Makes 2 portions (double amounts for 4)

  • 2 skinless Cod fillets, around 150g each
  • 50g plain/all purpose flour, plus extra for coating the fish
  • 50g cornstarch
  • 150g lager, cold
  • 1/4 tsp baking powder
  • 3 large potatoes
  • Vegetable oil, for frying
  • Tartare sauce, as required
  • Pea purée, as required

How to Make Fish and Chips

For the chips:

  1. Peel your potatoes and cut off any knobbly or very rounded ends. Slice the potatoes so you have 2cm/0.75inch thick rectangles.

  2. Soak the chips in cold water to remove excess starch

  3. Bring a pot of salted water to boil and add your chips. Reduce heat to a bare simmer and leave uncovered. Simmer the chips for 8-10 minutes or until you see that the edges are starting to break up.

  4. VERY carefully remove the chips with a slotted spoon or spider and let them cool on a cooling rack. When at room temperature, put them in the fridge or freezer for at least 30 minutes – ideally 2 hours.

  5. Heat up a fryer or a pot of oil to 130c/266f and fry for 7-8 minutes or until a light golden crust has formed. Remove with a spider and let them cool on a cooling rack. Reserve in fridge until you’re ready to fry the fish.

  6. When you’re ready to eat, heat up the fryer to 180c/356f and add the chips. Fry for 3-4 minutes or until crispy and golden brown. Remove and place on kitchen paper to soak up excess oil. Season with salt immediately.

For the fish:

  1. Start by curing the fish. Liberally salt the fish fillets with fine sea salt and place in the fridge. After 10 minutes liquid should have leached out of the fish. Rinse the fish to remove excess salt and pat dry. Reserve in the fridge

  2. Heat up your fryer/pot of oil to 180c/266f.

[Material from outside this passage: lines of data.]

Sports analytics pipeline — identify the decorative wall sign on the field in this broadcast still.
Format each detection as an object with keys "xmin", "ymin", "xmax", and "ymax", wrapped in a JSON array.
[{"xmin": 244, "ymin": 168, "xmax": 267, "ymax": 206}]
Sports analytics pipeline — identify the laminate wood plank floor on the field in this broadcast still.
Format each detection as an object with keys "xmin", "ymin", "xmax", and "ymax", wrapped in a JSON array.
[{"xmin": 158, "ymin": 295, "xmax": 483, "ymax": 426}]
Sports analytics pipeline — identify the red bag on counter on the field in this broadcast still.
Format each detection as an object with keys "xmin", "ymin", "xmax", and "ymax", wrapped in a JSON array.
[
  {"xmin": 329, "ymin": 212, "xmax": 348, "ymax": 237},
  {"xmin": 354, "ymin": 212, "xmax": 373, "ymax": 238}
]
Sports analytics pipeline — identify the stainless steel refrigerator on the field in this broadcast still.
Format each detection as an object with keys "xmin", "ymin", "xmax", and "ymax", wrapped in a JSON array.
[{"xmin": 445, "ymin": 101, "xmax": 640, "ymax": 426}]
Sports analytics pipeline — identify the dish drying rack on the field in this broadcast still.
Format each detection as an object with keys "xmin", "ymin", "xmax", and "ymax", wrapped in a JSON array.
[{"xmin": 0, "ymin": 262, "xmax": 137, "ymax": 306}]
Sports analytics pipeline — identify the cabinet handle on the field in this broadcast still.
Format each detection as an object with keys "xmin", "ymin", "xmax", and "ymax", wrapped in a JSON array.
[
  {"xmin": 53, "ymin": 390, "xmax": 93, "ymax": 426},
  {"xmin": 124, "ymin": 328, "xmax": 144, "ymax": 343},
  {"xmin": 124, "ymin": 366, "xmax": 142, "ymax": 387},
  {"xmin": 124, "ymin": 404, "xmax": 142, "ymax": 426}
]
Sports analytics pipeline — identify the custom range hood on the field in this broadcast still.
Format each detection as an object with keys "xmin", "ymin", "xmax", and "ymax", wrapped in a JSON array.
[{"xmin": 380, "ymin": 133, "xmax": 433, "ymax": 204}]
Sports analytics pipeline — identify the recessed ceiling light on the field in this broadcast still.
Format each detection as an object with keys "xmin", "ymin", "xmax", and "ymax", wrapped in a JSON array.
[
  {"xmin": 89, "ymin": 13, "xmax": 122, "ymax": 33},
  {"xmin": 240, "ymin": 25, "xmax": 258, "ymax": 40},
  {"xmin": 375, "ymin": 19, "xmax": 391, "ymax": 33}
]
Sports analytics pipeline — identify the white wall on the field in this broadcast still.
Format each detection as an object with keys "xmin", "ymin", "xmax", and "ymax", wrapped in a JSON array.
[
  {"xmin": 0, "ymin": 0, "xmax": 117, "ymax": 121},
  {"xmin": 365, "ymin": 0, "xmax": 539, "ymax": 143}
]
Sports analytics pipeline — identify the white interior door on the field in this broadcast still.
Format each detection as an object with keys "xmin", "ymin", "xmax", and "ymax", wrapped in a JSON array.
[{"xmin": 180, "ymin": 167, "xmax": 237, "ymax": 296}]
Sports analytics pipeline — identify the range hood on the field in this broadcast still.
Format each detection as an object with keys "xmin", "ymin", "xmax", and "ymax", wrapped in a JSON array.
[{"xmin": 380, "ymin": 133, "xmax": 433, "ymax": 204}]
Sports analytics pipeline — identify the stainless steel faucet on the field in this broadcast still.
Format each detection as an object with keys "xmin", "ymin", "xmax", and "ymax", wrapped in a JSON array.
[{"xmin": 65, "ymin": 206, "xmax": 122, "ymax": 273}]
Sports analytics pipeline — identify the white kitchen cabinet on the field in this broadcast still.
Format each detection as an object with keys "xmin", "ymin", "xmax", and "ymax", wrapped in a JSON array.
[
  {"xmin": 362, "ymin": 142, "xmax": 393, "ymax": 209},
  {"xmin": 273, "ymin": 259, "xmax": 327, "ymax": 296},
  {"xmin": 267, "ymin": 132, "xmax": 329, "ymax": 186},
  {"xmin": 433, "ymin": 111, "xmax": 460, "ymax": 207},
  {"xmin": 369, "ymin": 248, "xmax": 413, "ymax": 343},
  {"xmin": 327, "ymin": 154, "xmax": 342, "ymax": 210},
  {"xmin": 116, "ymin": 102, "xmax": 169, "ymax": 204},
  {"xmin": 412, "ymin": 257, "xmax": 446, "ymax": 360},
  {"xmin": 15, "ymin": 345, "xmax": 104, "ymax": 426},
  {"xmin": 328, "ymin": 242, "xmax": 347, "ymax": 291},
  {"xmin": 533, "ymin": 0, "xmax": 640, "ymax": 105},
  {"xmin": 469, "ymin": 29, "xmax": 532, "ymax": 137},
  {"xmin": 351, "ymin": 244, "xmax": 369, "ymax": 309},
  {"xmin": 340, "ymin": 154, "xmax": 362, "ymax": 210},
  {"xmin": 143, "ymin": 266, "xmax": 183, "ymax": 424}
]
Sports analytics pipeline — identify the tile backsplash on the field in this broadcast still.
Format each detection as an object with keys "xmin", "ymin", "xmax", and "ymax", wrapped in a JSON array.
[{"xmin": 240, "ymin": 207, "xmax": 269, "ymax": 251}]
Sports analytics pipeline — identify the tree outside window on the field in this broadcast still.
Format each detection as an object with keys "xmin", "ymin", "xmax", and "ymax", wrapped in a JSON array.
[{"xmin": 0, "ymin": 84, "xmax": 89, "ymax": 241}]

  3. Mix the dry batter ingredients and, only when you’re ready to fry, open and add the fridge cold beer. Mix quickly to avoid removing too much of the gas. Note that lumps are fine and actually add texture!

  4. Coat the fish in a thin layer of flour and shake to remove excess. Place the fish into the batter ensuring it’s completely covered.

  5. Place the battered fish in the fryer and fry 4-5 minutes checking with a digital thermometer until the fish hits 45c. Remove and season immediately.

  6. Serve fish immediately with chips, mushy peas and tartare sauce.

Can it be Reheated?

Unfortunately fish and chips really don’t reheat well if there are leftovers. You can reheat a whole beer battered fish in the oven but don’t expect a particularly crunchy exterior or moist fish. The chips can be reheated in the oven but again, they won’t be the best.

Fish and chips is best enjoyed fresh out of the fryer!

Can You Make it in an Air Fryer?

Unfortunately you can only make wet battered fish in a fryer. An air fryer is effectively a small oven and it will never get batter crispy!

You can however make chips in an air fryer but this recipe is adapted to frying.